There are a lot of “8 by 8″s in these attempts to explain DCT functions. I have to keep reminding myself that the coefficients don’t correspond to pixels, but to the amplitudes of a standard set of cosine curves that go to make up the values on an 8×8 array of pixels.
Hiding things in the coefficients
As I’m interested in steganography, a further advantage of the DCT compression of images is that information can be concealed in the coefficients, especially around the 0 coefficients, i.e. the high frequency components of an image, with relatively little deterioration in image quality.
This is my understanding of DCTs at present, and I’m happy to be corrected on details. I’m also conducting this exploration with standard functions on an Excel spreadsheet, and without resorting to routines in Visual Basic. I was keen to see the cosine curves, and so I used a pixel image array of more than 8 pixels to generate the curves using the Excel chart feature. Visualisations of DCT calculations are usually much more “chunky.”

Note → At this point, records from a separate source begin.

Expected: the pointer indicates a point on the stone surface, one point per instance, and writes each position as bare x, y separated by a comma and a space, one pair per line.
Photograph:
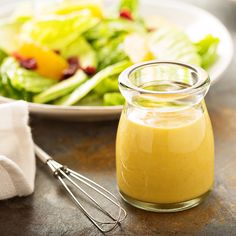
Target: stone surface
90, 149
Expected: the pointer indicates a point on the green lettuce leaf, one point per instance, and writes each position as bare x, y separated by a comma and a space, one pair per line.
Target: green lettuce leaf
207, 49
83, 50
169, 43
58, 31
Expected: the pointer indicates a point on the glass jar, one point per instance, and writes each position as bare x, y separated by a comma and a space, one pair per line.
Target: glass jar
165, 145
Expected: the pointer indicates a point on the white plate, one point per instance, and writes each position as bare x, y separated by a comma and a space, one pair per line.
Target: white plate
193, 20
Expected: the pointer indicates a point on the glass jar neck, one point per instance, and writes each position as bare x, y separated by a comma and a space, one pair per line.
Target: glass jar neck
163, 86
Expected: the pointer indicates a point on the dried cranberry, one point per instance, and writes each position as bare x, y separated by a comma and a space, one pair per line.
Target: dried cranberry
57, 51
29, 63
151, 29
73, 67
126, 14
90, 70
17, 56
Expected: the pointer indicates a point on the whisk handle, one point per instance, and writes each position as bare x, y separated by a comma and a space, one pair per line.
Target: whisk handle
43, 156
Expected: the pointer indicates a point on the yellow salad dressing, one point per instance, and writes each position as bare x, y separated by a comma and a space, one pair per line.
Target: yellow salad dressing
165, 158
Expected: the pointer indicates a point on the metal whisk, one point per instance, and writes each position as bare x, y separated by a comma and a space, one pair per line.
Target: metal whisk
63, 174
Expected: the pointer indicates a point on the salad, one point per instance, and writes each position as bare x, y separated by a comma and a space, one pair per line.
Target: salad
72, 52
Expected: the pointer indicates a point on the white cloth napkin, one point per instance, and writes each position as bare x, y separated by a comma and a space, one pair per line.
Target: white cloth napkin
17, 159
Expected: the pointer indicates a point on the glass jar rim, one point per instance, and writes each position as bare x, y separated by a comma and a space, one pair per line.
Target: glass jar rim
202, 82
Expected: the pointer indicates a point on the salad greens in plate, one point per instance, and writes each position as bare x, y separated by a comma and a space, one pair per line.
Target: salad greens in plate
72, 52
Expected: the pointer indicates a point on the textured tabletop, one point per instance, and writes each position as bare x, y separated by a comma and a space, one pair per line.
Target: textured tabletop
90, 149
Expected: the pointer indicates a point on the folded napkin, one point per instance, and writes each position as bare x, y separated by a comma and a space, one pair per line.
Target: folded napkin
17, 160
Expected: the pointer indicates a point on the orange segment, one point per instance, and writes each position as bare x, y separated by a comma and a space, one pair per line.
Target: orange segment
49, 63
94, 6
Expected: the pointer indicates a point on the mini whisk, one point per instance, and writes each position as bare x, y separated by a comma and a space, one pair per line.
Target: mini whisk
63, 174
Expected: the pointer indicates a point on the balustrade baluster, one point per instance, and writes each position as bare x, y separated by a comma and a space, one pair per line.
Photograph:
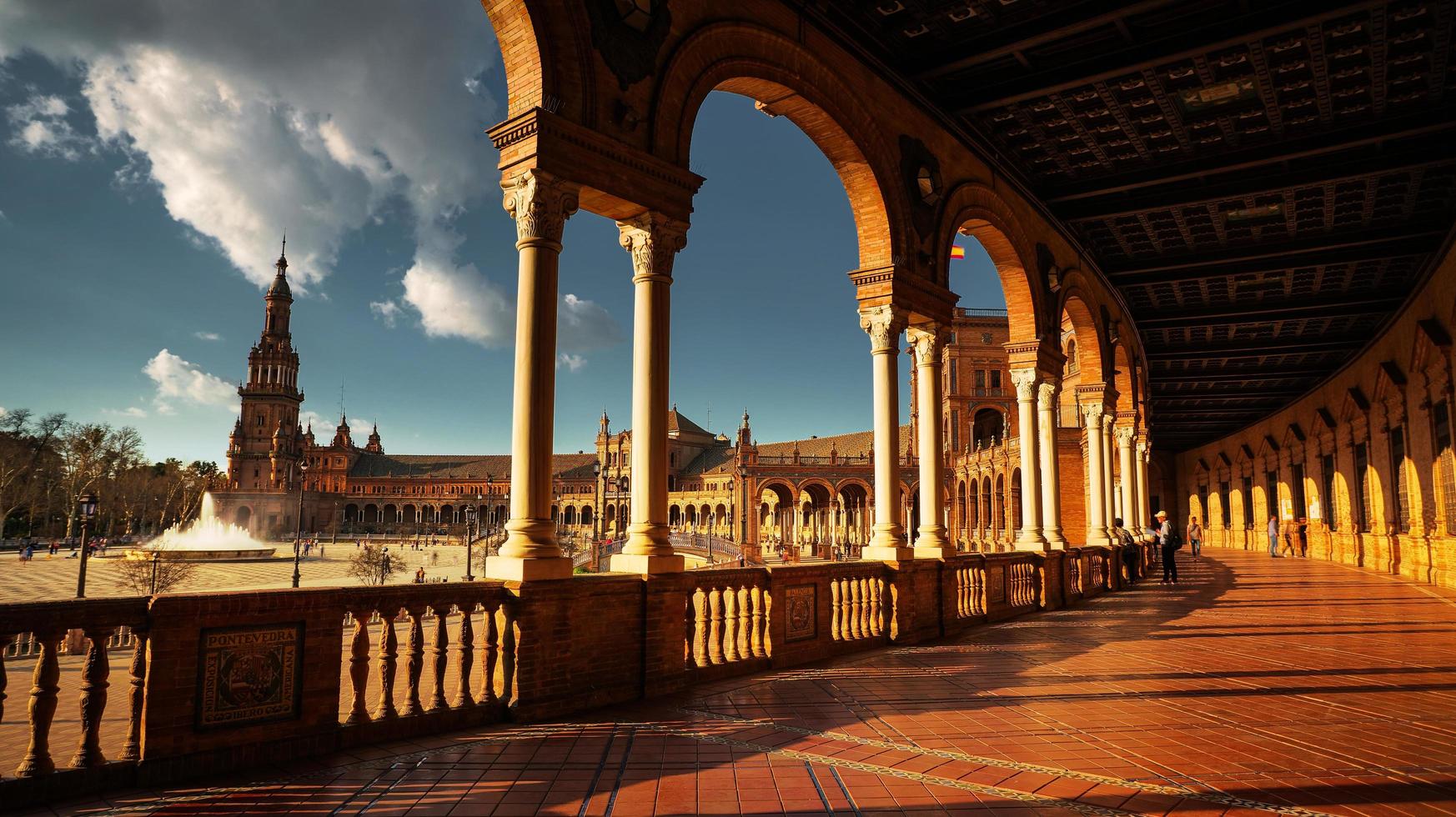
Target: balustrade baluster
388, 660
359, 667
759, 622
745, 622
95, 674
836, 604
715, 627
730, 625
137, 696
5, 645
491, 633
699, 604
466, 659
414, 663
507, 654
43, 707
441, 649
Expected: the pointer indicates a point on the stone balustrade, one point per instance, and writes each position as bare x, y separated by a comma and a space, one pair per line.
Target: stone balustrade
223, 680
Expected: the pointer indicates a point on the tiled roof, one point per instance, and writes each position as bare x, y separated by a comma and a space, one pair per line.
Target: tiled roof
712, 460
460, 466
854, 444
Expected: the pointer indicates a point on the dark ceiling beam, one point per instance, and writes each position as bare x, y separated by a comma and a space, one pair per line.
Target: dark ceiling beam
1014, 40
1318, 251
1245, 187
1251, 395
1270, 310
1427, 123
1237, 29
1257, 348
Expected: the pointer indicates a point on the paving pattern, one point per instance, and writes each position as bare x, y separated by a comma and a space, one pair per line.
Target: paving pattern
1254, 686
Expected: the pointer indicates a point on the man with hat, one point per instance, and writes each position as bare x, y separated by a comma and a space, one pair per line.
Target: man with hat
1167, 545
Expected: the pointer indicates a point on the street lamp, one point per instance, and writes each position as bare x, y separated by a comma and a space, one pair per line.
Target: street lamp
86, 510
298, 536
469, 520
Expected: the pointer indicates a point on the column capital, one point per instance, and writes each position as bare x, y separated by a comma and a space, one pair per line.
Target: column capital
928, 343
653, 241
884, 325
1026, 382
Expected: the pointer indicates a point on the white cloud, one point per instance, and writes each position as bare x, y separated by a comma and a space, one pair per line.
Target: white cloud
40, 126
583, 325
267, 115
181, 380
459, 302
386, 310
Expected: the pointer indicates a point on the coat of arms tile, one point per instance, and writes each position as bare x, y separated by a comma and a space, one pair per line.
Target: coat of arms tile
249, 674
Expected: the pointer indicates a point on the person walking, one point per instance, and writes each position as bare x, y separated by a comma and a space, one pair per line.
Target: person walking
1194, 534
1130, 549
1167, 546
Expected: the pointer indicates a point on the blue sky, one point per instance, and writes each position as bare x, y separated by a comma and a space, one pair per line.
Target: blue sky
148, 169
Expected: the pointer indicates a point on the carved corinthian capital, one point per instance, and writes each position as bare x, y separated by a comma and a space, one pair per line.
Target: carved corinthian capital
1026, 382
540, 206
1047, 392
653, 241
884, 325
928, 341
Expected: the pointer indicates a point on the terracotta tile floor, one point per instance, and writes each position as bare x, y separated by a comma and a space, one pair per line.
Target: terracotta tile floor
1255, 686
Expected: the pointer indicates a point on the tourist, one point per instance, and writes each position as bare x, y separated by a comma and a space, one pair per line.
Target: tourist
1194, 534
1130, 549
1168, 546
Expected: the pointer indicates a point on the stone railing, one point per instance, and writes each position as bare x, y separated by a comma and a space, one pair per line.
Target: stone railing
45, 631
223, 680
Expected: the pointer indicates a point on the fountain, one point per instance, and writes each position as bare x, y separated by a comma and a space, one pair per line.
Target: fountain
204, 539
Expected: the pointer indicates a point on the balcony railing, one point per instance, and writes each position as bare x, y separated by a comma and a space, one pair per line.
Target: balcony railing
232, 679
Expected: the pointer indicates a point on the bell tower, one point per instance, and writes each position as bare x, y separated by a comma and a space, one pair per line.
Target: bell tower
269, 443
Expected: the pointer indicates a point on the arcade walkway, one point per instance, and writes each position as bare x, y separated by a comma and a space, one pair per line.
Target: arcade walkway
1282, 686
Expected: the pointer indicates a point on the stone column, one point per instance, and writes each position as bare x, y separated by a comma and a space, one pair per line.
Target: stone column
1140, 466
540, 206
1110, 456
884, 325
1124, 458
1047, 393
1097, 481
653, 242
929, 341
1030, 536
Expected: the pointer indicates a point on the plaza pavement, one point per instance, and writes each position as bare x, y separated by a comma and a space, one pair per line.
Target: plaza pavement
1254, 686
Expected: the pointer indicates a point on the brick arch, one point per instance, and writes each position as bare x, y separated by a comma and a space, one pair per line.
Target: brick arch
542, 58
979, 212
1092, 353
791, 82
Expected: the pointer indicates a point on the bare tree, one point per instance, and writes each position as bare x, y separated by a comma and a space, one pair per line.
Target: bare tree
156, 574
373, 565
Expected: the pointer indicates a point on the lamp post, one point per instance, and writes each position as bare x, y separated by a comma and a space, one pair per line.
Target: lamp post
469, 522
599, 499
298, 536
86, 510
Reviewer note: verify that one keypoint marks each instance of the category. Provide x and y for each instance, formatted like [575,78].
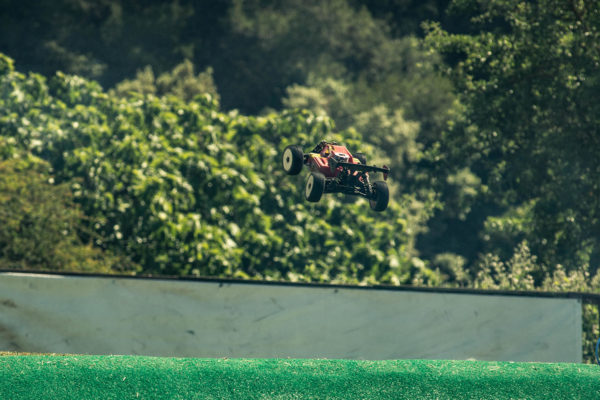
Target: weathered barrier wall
[106,315]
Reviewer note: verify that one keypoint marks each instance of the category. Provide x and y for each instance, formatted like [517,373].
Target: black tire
[315,187]
[361,157]
[293,159]
[382,196]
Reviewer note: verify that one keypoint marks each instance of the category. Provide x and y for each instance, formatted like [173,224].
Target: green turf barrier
[131,377]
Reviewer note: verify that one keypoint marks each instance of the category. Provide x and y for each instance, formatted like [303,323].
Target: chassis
[333,169]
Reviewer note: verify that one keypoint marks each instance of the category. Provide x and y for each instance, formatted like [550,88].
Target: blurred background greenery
[145,137]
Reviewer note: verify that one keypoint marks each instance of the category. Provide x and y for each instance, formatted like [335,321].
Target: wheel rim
[309,185]
[287,159]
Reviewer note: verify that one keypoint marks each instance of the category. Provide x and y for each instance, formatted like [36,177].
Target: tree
[528,79]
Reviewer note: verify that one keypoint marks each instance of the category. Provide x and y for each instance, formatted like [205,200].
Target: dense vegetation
[170,163]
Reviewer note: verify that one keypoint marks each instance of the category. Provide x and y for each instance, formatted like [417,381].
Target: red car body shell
[320,161]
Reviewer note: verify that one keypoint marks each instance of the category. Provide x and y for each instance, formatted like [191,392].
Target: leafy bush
[183,188]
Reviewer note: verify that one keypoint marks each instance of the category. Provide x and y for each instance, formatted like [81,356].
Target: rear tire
[293,159]
[381,198]
[315,187]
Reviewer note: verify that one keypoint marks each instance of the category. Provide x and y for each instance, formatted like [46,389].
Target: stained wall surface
[101,315]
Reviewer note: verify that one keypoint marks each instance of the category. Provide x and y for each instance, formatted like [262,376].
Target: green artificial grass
[131,377]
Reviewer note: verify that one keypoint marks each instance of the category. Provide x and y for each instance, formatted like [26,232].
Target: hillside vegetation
[156,149]
[182,188]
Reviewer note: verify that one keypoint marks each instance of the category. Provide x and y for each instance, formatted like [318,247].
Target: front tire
[293,159]
[381,196]
[315,187]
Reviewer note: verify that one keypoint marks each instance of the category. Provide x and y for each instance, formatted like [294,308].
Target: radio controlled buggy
[333,169]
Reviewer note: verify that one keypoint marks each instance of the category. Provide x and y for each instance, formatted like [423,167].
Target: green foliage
[183,188]
[181,82]
[39,223]
[528,78]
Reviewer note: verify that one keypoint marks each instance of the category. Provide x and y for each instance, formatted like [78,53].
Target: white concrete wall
[85,315]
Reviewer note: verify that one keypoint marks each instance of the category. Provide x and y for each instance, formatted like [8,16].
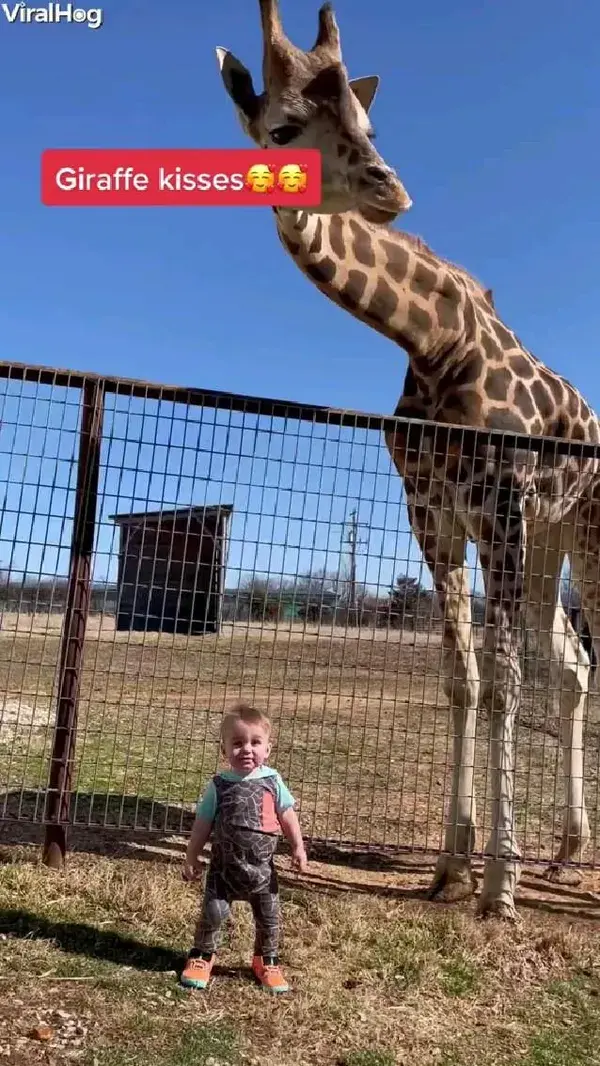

- Anon. 2019. Testing different image hash functions. The Content Blockchain Project. Available online: https://content-blockchain.org/research/testing-different-image-hash-functions/ (accessed 19 July 2020).
- Berry, Nick. 2013. Discrete cosine transformations. Data Genetics. Available online: http://datagenetics.com/blog/november32012/index.html (accessed 21 July 2020).
- Pound, Mike. 2015. JPEG DCT, Discrete Cosine Transform (JPEG Pt2). Computerphile, 22 May 2015. Available online: https://www.youtube.com/watch?v=Q2aEzeMDHMA&feature=youtu.be (accessed 24 July 2020).
- Rabie, Tamer, and Ibrahim Kamel. 2017. High-capacity steganography: A global-adaptive-region discrete cosine transform approach. Multimedia Tools Applications, (76)6473–6493.
- Compression algorithms don’t waste CPU time by drawing curves. In fact, the cos calculations in the formula shown above are pre-calculated and stored in tables in the software doing the compression.